Daniel studied him. “I don’t think of it that way. There’s no shame in it, to have those urges. Not that you should act on them—there’s always a better path. But there’s that quote from Thoreau, you know it? ‘The mass of men lead lives of quiet desperation.’ We seldom adequately understand what the other feels, so how can we judge the quality of their pain? And this place, who could blame you for feeling desperate?”

“If I just had something else to do,” Gandhi said. “Besides the scenarios. Anything to take my mind away from them.”

“Can I ask you, what was your life like before? Did you have a family?”

Gandhi looked up with a vaguely grateful expression. “There was never anything particularly special or interesting about my life. And I suppose that would be the point of anything I’d have to tell you about myself.” Daniel began to object. “No, it’s alright. Just let me say it. When I was a boy I dreamed that I was going to be someone special, someone with some elevating sort of talent which would raise me above the everyday and the run-of-the-mill. Good parents encourage that sort of thing, don’t they? They tell you you’re special, you have the capability of doing something wonderful someday. They say they’re proud of you even when you haven’t done anything yet to particularly make them proud.

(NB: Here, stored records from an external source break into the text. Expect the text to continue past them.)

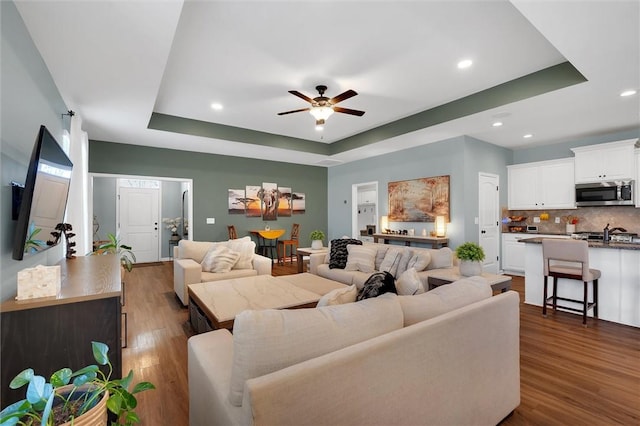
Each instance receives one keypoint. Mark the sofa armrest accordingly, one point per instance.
(261, 264)
(185, 272)
(315, 260)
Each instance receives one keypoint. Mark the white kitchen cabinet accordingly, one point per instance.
(513, 253)
(605, 162)
(367, 197)
(542, 185)
(637, 182)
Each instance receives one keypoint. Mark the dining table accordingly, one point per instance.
(267, 241)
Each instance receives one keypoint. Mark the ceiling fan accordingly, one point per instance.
(322, 107)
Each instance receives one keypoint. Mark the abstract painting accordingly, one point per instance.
(419, 200)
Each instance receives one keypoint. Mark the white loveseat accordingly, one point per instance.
(187, 264)
(446, 357)
(443, 258)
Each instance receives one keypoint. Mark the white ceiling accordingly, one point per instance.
(117, 62)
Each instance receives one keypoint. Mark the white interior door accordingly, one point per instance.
(139, 216)
(489, 220)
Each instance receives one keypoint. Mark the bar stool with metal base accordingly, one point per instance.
(564, 258)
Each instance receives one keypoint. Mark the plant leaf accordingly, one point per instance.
(22, 379)
(100, 351)
(61, 377)
(35, 390)
(143, 386)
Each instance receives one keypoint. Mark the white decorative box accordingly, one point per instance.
(41, 281)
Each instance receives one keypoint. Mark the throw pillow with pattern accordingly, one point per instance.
(339, 254)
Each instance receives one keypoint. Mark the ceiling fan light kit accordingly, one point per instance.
(322, 107)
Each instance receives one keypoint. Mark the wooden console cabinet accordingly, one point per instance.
(50, 333)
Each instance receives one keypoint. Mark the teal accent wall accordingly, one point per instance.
(461, 158)
(212, 176)
(29, 98)
(563, 150)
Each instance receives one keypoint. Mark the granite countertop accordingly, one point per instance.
(593, 244)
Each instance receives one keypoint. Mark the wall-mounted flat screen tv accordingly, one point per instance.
(44, 198)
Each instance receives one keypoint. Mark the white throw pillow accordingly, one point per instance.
(361, 258)
(339, 296)
(269, 340)
(246, 248)
(409, 283)
(420, 260)
(407, 254)
(391, 261)
(441, 258)
(219, 259)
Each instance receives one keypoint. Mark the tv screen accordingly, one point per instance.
(44, 198)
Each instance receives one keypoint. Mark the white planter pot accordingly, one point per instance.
(469, 268)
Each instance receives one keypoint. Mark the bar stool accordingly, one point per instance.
(291, 242)
(565, 258)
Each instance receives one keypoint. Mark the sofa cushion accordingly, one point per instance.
(219, 259)
(361, 258)
(377, 284)
(443, 299)
(269, 340)
(339, 296)
(338, 252)
(420, 260)
(193, 249)
(441, 258)
(391, 261)
(407, 254)
(246, 248)
(409, 283)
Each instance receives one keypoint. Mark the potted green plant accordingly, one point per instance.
(114, 246)
(316, 239)
(78, 398)
(471, 256)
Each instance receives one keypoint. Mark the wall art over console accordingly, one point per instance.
(419, 200)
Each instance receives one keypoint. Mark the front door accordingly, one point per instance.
(139, 216)
(489, 220)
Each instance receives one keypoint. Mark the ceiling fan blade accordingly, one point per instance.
(300, 95)
(342, 96)
(295, 110)
(349, 111)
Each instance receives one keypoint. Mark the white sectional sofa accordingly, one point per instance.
(188, 257)
(443, 258)
(446, 357)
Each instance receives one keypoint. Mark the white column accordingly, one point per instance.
(78, 204)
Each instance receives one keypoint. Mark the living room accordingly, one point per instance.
(31, 97)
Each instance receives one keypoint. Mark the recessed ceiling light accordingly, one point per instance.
(466, 63)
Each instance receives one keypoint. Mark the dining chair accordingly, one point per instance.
(292, 243)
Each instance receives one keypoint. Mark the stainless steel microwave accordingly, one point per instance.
(605, 194)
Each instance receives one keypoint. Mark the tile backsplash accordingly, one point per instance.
(589, 219)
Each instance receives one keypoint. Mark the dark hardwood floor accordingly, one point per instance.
(570, 375)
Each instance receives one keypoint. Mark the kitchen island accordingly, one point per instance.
(619, 285)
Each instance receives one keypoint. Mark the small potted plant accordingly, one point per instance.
(471, 256)
(75, 398)
(114, 246)
(316, 239)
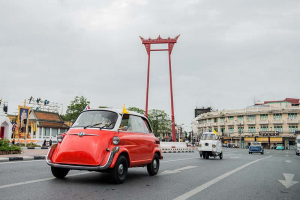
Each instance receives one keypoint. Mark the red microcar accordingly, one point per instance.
(106, 140)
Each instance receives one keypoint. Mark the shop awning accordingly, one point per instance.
(277, 139)
(250, 139)
(263, 140)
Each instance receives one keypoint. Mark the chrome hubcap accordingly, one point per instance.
(154, 163)
(121, 169)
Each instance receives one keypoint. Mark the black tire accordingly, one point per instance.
(153, 167)
(59, 172)
(207, 155)
(119, 172)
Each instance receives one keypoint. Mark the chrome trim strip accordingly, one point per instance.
(91, 168)
(85, 134)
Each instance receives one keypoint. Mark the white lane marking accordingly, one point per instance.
(288, 182)
(179, 159)
(215, 180)
(36, 181)
(176, 170)
(11, 162)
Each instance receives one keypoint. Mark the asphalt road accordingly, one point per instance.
(182, 176)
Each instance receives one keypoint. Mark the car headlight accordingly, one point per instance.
(116, 140)
(60, 137)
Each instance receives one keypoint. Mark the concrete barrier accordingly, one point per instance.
(175, 147)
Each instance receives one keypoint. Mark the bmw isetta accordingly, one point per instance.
(106, 140)
(210, 146)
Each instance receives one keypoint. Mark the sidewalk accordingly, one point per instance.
(28, 154)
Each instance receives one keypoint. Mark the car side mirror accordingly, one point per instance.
(124, 128)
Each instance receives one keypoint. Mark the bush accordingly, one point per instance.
(15, 148)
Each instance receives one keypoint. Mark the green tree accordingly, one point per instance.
(75, 108)
(160, 122)
(138, 110)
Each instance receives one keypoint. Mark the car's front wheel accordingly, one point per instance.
(153, 167)
(207, 155)
(59, 172)
(119, 172)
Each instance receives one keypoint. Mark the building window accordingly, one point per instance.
(251, 118)
(277, 116)
(292, 129)
(264, 128)
(251, 129)
(240, 118)
(278, 129)
(292, 115)
(241, 129)
(46, 132)
(222, 130)
(54, 132)
(264, 117)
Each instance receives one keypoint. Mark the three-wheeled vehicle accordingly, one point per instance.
(210, 146)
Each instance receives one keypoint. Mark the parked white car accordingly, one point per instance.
(210, 146)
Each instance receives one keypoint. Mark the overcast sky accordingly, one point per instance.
(228, 53)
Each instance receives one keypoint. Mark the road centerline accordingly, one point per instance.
(215, 180)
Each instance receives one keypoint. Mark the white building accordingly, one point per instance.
(5, 125)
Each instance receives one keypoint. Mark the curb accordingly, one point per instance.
(7, 159)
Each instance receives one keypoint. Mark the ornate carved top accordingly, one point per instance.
(159, 40)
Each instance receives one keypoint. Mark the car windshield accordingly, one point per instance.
(208, 137)
(103, 119)
(255, 144)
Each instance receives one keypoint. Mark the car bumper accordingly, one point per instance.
(83, 167)
(214, 153)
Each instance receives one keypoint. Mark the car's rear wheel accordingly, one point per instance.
(119, 172)
(153, 167)
(207, 155)
(59, 172)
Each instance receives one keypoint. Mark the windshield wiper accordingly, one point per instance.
(107, 125)
(92, 125)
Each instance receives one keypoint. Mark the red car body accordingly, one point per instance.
(99, 148)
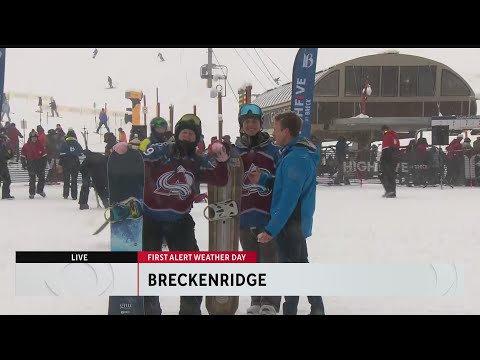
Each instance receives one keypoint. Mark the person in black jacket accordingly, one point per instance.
(69, 153)
(341, 150)
(110, 140)
(6, 153)
(94, 172)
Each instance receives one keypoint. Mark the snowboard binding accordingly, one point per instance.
(130, 209)
(220, 211)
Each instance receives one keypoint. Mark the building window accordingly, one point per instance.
(328, 86)
(327, 112)
(426, 80)
(353, 80)
(408, 80)
(390, 81)
(355, 77)
(373, 75)
(452, 85)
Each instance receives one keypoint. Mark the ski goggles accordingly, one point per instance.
(192, 118)
(250, 110)
(159, 122)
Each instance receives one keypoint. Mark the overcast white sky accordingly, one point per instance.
(75, 79)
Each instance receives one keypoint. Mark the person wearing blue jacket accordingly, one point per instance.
(257, 150)
(293, 203)
(69, 160)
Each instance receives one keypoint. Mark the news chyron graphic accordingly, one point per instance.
(222, 274)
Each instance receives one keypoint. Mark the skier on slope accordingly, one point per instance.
(34, 159)
(69, 160)
(256, 149)
(171, 170)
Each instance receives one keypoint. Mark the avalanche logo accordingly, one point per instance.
(249, 188)
(176, 182)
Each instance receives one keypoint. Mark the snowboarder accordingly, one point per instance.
(53, 107)
(158, 128)
(103, 120)
(171, 169)
(256, 149)
(94, 172)
(6, 153)
(5, 109)
(109, 139)
(13, 134)
(69, 153)
(122, 136)
(389, 161)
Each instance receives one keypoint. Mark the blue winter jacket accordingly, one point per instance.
(295, 185)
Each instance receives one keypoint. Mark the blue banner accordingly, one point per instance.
(2, 74)
(303, 83)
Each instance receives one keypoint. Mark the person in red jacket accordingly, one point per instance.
(13, 134)
(389, 161)
(41, 135)
(34, 159)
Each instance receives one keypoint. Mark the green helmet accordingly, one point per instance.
(158, 122)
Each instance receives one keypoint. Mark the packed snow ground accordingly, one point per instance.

“They tell you you’ll do great things, even when you’re smaller than the other children and skinny, no matter how hard you try to add muscle or even fat to that slight presence you have in the world.

“That’s all well and good and positive, and it does build confidence. But at some point you have to deliver, don’t you, otherwise it’s all a bit meaningless?

“I believe I had reasonable expectations—I knew that any such talent required singular focus, years of practice, and obsessive devotion. So anytime I perceived even a hint of talent I…”

He stopped then, as if he’d forgotten what he was going to say. He looked as if he had stage fright. Some people, when they had to speak to others, it was as if they were actors on stage. They had to figure out what they were going to say, otherwise they were too shy to speak. “Take your time, we’re friends, aren’t we?” Daniel patted Gandhi on the arm. “I’m interested in anything you have to say. But you sound as if—it just seems like you’re unnecessarily hard on yourself.”